A naive programmer might think that simply changing the first bind is all they need. After all, there’s only really one indexed target, and they’re just specifying an offset.

//Do vertex stuff
glBindBufferRange(GL_ELEMENT_ARRAY_BUFFER, 0, eBuf, offset, ...);

This looks like it works now, but it doesn’t. And then, it calls forth a new question: what happens if GL_ELEMENT_ARRAY_BUFFER and it’s indexed target are different buffers?

//Do vertex stuff
glBindBufferRange(GL_ELEMENT_ARRAY_BUFFER, 0, eBuf1, offset, ...);

eBuf1 is bound to the indexed element array, and eBuf2 is bound to the non-indexed one. If the non-indexed takes priority, then ever glBindBufferRange(GL_ELEMENT_ARRAY_BUFFER) call has to look like this:

//Do vertex stuff
glBindBufferRange(GL_ELEMENT_ARRAY_BUFFER, 0, eBuf1, offset, ...);
glBindBuffer(GL_ELEMENT_ARRAY_BUFFER, 0); //Clear the non-indexed target.

So obviously, we want the indexed target to take priority. And users will have to clean up the indexed target properly. It’s not a terrible burden and it certainly can work. It’s just very… different from how indexed targets normally work. Usually, the unindexed target has no functionality, so they don’t conflict.

That being said, looking at how the ARB solved the buffer binding with vertex_attrib_binding, I would guess that they’d probably just add a dedicated glBindElementBuffer call, which would set the GL_ELEMENT_ARRAY_BUFFER and its offset. Calling glBindBuffer(GL_ELEMENT_ARRAY_BUFFER) would clear the offset as well.

Ok. Well, I’ll leave it to the spec experts to decide what makes the most sense. I only suggested [var]glBindBufferRange[/var] because it’s the only bind call that lets you specify a starting offset. Though it also ropes in a “size” for the binding not just a “start”/offset (ala [var]TRANSFORM_FEEDBACK_BUFFER_{BINDING, START, SIZE}[/var]), as well as an “index” which can just be 0 for this non-indexed bind point.

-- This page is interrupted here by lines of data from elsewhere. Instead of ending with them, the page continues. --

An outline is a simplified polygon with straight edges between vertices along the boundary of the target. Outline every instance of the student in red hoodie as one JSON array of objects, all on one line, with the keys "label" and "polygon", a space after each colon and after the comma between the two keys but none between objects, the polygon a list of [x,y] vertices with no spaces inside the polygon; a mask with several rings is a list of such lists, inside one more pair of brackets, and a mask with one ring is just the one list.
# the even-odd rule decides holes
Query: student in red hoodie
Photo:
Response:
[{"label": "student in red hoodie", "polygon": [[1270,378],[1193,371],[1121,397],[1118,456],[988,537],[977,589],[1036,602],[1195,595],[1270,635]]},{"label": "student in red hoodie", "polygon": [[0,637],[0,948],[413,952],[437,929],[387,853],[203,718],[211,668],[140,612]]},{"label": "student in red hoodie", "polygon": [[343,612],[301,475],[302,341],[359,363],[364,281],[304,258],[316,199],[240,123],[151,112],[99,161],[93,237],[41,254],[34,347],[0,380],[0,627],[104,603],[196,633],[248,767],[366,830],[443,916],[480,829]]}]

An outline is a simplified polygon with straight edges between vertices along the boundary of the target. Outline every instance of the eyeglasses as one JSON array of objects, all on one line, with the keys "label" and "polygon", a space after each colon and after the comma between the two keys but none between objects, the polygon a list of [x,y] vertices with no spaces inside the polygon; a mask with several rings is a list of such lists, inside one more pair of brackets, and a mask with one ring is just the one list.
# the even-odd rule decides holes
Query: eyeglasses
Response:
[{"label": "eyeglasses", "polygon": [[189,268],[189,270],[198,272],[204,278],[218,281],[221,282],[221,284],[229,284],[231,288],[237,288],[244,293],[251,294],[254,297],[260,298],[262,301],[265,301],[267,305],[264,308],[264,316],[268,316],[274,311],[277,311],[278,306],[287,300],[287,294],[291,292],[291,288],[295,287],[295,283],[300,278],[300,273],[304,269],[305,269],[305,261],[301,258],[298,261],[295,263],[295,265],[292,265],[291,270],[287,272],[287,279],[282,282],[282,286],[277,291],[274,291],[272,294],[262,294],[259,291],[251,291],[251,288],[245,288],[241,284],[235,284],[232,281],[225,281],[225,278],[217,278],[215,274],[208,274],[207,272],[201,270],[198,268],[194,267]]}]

Incidentally, this is method is exactly how NVidia handled the specification of GPU address bases and sizes for vertex attributes, element arrays, and other state bindings (see [var]glBufferAddressRangeNV()[/var] here). Vtx attribs specify 0…N value for “index” whereas bind points that aren’t indexed just specify 0 for the index parameter. Saves creating a new API just for non-indexed targets.

From a user perspective, making [var]glBindBuffer( GL_ELEMENT_ARRAY_BUFFER, handle )[/var] an alias for [var]glBindBufferRange(GL_ELEMENT_ARRAY_BUFFER, 0, handle, 0, sizeof(buffer))[/var] seems reasonable, but I’m no a driver engineer. So there wouldn’t be this duality of indexed and non-indexed state for a non-indexed bind point. That is, in your example:

glBindBufferRange( GL_ELEMENT_ARRAY_BUFFER, 0, handle, offset, size );
glDrawElements( ... );

This’d be just fine. They’d both update all of [var]GL_ELEMENT_ARRAY_BUFFER_{BINDING,START,SIZE}[/var].

I’d love to see this to, just tripped over the same issue today.

It would also be nice to see glBufferAddressRangeNV be able to to bind to all the buffer binding points rather than just vertex related ones.